ARRÊT : rendu contradictoirement,
PRONONCÉ : publiquement par mise à disposition de l'arrêt au greffe de la cour, les parties en ayant été préalablement avisées dans les conditions prévues au deuxième alinéa de l'article 450 du code de procédure civile,
SIGNÉ : par Viviane CAULLIREAU-FOREL, Président de chambre, et par Aurore VUILLEMOT, greffier auquel la minute de la décision a été remise par le magistrat signataire.
*****
FAITS, PROCÉDURE ET PRÉTENTIONS DES PARTIES
Selon un contrat de construction de maison individuelle du 20 novembre 2001, les époux [T] [X] / [G] [Z] ont confié à la société Prost Construction la réalisation de 5 pavillons sur un terrain leur appartenant sis à [Localité 7].
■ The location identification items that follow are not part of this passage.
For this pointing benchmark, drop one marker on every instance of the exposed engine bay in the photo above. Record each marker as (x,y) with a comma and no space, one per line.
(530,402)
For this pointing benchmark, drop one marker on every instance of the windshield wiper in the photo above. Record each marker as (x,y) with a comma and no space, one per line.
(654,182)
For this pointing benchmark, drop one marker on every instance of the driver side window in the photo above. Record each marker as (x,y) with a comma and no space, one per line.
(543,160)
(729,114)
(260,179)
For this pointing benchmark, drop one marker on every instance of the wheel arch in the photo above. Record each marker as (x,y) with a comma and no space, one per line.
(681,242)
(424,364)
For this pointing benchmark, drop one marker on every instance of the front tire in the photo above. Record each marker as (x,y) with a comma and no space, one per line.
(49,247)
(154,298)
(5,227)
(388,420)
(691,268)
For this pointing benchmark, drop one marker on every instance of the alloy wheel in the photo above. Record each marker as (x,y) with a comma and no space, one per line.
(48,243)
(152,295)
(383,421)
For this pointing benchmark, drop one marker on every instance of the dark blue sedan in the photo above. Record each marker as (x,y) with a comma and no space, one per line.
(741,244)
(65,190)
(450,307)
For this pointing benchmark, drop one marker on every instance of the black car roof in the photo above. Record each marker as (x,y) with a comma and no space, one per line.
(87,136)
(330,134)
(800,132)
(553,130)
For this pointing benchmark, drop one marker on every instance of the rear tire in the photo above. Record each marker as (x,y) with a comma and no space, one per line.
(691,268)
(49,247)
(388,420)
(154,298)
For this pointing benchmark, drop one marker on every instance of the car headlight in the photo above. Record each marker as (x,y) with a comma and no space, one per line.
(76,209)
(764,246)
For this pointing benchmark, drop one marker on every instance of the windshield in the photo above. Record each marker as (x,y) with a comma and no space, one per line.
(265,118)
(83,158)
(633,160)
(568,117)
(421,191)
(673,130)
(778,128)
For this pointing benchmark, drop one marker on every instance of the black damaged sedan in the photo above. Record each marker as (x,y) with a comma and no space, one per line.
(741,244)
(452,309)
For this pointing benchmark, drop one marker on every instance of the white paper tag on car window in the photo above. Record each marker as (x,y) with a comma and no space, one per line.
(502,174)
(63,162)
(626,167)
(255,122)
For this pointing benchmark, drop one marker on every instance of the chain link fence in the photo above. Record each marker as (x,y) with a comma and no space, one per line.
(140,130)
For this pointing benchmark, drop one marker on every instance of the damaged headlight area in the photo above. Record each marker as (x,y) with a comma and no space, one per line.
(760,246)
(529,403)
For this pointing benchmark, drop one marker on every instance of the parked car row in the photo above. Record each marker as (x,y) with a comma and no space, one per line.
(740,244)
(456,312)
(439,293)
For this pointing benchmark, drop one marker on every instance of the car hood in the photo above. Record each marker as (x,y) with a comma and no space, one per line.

Les ouvrages ont été réceptionnés sans réserve :
- le 18 juillet 2003 pour les pavillons 1, 2, 4 et 5
- le 8 décembre 2003 pour le pavillon 3.
Par courrier du 21 décembre 2012, les époux [X] informaient la société L'Auxiliaire que les murs extérieurs des pavillons 2 et 4 étaient affectés de fissures.
Au titre de l'assurance dommages-ouvrage, la société L'Auxiliaire a mandaté un expert qui, dans ses rapports du 14 février 2013, a retenu que les désordres étaient de nature purement esthétique et n'avaient aucune conséquence sur la solidité des ouvrages.
Par actes des 21 et 24 mai 2013, les époux [X] ont fait citer le liquidateur judiciaire de la société Prost Construction et la société L'Auxiliaire, devant le juge des référés du tribunal de grande instance de Mâcon, aux fins essentiellement d'obtenir l'organisation d'une expertise judiciaire portant sur les pavillons, 2, 3, et 4, ainsi que sur leur maison d'habitation.
Par actes du 30 mai 2013 et des 24, 25, 26 et 28 juin 2013, la société L'Auxiliaire a appelé en la cause différentes entreprises intervenues dans la réalisation des travaux de construction des pavillons, et leurs assurances, parmi lesquelles la société Charpente Labarge, titulaire du lot charpente des pavillons, assurée auprès de Groupama Auvergne Rhône-Alpes.
Par ordonnance de référé du 30 juillet 2013, réformée par un arrêt de la présente cour rendu le 9 décembre 2014, une expertise a été confiée à Mme [L], sa mission consistant notamment à examiner les désordres affectant les pavillons 2, 3 et 4, et la maison des époux [X], à donner son avis sur la nature de ces désordres et leurs conséquences et à déterminer les travaux susceptibles d'y remédier.
Mme [L] a rendu son rapport le 26 juin 2017.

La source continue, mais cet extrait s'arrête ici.